Es un final sin gloria, en un fuera de campo abismal, que cierra el mito norteamericano del cine negro mediante la desmitificación
La campanilla de entrada de la hamburguesería se convierte en las campanas de la muerte, que anuncian el fin del último round. Solo Meadow (Jamie-Lynn Sigler), la hija que podría haberse convertido en el próximo Don de la mafia en un futuro post-patriarcal, parece intuir que algo terrible está a punto de suceder, y por eso se desespera ante su propia torpeza al aparcar, que le obliga a retrasar su entrada en la última función.
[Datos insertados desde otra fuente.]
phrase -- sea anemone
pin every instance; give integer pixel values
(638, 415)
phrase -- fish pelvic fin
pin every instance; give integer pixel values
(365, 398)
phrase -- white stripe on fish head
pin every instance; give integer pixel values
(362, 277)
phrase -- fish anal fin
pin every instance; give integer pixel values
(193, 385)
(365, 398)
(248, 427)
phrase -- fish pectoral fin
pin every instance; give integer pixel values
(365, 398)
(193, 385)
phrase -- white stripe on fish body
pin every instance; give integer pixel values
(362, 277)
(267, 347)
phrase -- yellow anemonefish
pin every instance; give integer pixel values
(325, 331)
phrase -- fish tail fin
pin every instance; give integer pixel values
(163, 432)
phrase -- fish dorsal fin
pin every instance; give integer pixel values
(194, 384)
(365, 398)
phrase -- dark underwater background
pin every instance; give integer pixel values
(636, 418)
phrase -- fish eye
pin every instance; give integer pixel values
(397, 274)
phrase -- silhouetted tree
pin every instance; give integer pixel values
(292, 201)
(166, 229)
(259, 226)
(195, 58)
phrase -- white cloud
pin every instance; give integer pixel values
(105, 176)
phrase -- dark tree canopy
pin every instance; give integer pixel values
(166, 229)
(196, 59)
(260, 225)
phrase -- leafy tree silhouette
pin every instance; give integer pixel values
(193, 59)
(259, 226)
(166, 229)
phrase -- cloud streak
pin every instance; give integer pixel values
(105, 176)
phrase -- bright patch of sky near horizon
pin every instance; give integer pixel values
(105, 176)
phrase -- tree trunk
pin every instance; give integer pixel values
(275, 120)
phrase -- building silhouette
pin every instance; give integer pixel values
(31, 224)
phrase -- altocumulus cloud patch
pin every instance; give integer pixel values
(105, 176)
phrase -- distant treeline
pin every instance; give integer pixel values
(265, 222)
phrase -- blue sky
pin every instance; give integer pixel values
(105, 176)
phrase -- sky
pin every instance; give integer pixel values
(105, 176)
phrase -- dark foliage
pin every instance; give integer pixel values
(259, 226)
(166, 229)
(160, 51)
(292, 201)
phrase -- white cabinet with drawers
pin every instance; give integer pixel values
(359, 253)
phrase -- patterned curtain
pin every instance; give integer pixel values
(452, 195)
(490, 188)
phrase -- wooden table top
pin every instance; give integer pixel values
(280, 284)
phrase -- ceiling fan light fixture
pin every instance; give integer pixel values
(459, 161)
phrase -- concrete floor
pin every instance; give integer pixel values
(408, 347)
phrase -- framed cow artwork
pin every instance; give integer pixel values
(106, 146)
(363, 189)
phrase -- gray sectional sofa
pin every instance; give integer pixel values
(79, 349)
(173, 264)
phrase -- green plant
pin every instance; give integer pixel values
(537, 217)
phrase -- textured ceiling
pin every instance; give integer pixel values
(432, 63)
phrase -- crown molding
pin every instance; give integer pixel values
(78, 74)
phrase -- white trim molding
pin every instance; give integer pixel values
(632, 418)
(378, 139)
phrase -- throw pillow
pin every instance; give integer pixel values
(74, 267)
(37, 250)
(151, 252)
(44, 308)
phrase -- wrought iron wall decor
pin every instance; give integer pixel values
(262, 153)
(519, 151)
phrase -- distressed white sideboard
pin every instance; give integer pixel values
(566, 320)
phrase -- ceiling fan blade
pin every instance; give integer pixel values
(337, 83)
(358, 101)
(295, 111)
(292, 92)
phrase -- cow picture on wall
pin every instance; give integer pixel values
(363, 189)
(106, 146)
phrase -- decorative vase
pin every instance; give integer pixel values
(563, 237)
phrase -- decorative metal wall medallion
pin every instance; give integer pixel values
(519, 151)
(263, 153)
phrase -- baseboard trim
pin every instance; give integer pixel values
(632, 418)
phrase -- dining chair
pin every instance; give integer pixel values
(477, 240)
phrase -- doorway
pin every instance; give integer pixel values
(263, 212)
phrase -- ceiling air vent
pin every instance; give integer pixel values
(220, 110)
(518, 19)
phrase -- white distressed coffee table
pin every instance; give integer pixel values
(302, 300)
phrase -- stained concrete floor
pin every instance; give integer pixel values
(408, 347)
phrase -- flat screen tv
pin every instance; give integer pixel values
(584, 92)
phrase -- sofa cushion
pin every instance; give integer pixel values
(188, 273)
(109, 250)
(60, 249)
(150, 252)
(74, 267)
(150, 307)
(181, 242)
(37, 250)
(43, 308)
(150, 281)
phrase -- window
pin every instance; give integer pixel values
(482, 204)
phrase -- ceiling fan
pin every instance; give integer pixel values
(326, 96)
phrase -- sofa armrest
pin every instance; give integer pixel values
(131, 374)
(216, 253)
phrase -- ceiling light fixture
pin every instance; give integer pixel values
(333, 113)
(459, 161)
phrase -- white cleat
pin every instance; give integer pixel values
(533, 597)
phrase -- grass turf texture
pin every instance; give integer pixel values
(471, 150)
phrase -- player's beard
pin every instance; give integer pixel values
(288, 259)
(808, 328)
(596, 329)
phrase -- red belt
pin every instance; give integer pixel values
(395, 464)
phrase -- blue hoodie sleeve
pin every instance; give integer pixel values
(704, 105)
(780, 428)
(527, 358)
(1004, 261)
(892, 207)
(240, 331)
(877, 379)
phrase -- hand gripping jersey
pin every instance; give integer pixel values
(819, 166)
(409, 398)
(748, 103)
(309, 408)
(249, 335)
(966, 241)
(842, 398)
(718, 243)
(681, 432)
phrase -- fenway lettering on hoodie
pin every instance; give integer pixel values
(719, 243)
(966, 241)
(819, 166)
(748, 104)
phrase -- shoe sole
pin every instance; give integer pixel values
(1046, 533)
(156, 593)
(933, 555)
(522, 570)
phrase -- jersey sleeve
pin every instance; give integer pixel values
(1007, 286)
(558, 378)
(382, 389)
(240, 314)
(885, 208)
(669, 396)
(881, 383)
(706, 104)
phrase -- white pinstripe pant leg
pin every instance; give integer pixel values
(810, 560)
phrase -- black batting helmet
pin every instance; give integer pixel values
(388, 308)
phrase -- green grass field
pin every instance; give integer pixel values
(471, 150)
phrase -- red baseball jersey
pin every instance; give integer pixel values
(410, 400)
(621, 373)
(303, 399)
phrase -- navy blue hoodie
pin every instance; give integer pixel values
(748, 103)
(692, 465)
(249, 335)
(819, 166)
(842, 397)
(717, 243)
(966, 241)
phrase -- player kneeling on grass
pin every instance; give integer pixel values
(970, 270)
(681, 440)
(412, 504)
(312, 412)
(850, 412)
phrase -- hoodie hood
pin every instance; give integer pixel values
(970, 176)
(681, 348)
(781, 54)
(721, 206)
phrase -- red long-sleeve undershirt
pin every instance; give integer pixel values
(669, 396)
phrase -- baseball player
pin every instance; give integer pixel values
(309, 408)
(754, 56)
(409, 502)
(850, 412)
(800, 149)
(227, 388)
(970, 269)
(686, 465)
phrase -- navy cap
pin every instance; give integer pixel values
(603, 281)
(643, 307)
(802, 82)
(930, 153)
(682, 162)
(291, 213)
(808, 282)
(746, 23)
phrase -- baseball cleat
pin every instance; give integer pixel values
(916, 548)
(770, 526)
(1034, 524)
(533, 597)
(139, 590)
La música se interrumpe bruscamente, justo cuando el estribillo dice «Don’t Stop«. La pantalla funde entonces a un negro eterno, confirmando los presagios de una conversación cotidiana entre mafiosos: cuando uno se muere, debe ser algo así como si te apagaran el televisor. Es un final sin gloria, en un fuera de campo abismal, que cierra el mito norteamericano del cine negro mediante la desmitificación; un final que nos recuerda que la vida no concluye, sino que acaba, que se interrumpe sin más, dejándonos, con frecuencia, abruptamente a medias. Sin final. Preguntándonos si «el viaje» (the journey) valió realmente la pena.
Aquello que Toni intuyó en el episodio piloto se confirma ahora del todo: los patos –esos patos que simbolizaban la unión familiar, el deseo de que el Tony diurno venza a su sosías malvado– no volverán. Tony lo intuía, y eso le llevó, poco a poco, a la enajenación. Ahora lo sabe del todo, como también lo sabe el Chase que durante años luchó contra la depresión: se vive (bien, mal o regular, pero se vive), finalmente algún día se funde a negro, y adiós.